Unit 4 - stupid Kc (equilibrium concentration) doubt

I posted this as a separate thread (unanswered).... might as well delete that one and ask here?

CH3 COOH(l) + CH3 CH2 OH(l) <reversible react.>CH3 COOCH2 CH3 (l) + H2 O(l)

Initial concentration
-------------------------------
CH3COOH - 0.4 mol
CH3CH2OH - 0.3 mol
CH3COOCH2CH3 - 0.00 mol
H20 - 0.15

Equilibrium concentration
----------------------------------
CH3COOH - 0.2 mol
CH3CH2OH - UNKNOWN
CH3COOCH2CH3 - UNKNOWN
H20 - UNKNOWN


Q) Find the unknown values

If you do not post with specific doubts people are less inclined to help you...

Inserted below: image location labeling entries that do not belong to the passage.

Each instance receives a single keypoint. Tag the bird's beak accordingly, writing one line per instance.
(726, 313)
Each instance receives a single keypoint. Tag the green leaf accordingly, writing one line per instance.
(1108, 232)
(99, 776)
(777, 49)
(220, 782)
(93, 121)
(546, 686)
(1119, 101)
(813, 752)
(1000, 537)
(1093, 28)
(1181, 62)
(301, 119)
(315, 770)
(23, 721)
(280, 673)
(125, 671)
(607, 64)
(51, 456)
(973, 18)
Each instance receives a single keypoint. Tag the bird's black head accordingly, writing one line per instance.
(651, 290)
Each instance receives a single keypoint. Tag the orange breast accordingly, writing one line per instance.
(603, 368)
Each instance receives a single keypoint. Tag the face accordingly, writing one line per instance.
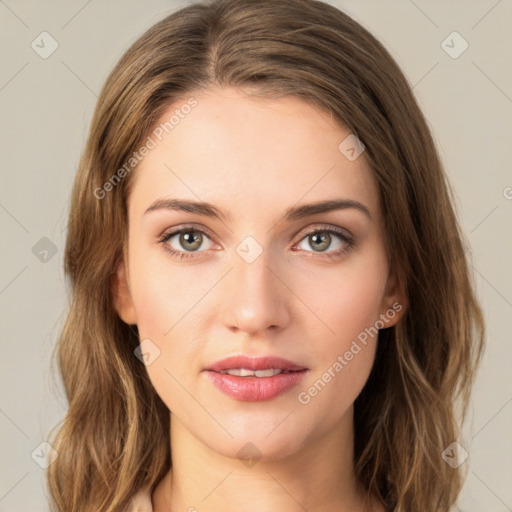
(253, 280)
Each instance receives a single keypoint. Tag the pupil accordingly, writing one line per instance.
(191, 238)
(323, 239)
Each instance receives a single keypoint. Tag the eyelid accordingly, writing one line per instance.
(310, 230)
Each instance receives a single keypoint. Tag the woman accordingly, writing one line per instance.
(271, 303)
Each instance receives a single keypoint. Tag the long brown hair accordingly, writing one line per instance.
(114, 438)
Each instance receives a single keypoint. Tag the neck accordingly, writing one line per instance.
(318, 477)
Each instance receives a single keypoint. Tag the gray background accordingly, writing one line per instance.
(46, 107)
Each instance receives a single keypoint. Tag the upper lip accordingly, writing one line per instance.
(255, 363)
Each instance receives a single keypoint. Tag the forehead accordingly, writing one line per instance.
(249, 152)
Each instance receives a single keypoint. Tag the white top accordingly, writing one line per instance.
(141, 502)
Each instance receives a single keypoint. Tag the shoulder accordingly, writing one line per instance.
(141, 502)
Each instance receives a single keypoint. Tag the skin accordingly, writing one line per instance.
(254, 158)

What are you having problems with?

Q) Find the unknown values - I don't know how to solve this and would like to know how to find the answers.

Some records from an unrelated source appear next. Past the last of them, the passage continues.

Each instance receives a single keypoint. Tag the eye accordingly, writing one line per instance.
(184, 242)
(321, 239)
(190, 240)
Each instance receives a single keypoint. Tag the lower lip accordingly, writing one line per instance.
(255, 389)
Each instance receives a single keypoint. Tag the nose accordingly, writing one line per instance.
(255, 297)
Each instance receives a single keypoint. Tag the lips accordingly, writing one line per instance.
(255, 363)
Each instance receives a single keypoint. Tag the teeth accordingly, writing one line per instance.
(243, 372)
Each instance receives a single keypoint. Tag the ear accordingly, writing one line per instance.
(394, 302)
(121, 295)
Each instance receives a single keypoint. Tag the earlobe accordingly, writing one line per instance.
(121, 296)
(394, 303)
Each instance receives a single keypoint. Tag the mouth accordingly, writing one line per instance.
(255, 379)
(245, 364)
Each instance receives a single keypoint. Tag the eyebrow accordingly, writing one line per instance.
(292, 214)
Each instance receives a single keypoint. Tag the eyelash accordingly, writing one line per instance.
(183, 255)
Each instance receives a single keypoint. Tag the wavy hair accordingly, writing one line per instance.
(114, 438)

You know how much ethanoic acid has reacted at equilibrium (0.4-0.2 mol), so using the reaction stoichiometry you can find out how many moles of the other components have either been made or used up.

Then, by subtracting the reactant values from the initial moles and adding the product values to the initial moles you have the moles of all components.

Oh! I get it. (maybe)

0.4 becomes 0.2 (that's 0.4-0.2)

since all moles of other compounds are same...

CH3CH2OH -> 0.3 - 0.2 = 0.1 mol

and in the product side I do...

CH3COOCH2CH3 -> 0.00 + 0.2 = 0.2
H20 -> 0.15 + 0.2 = 0.35

correct? or am I thinking it wrong and got this by fluke?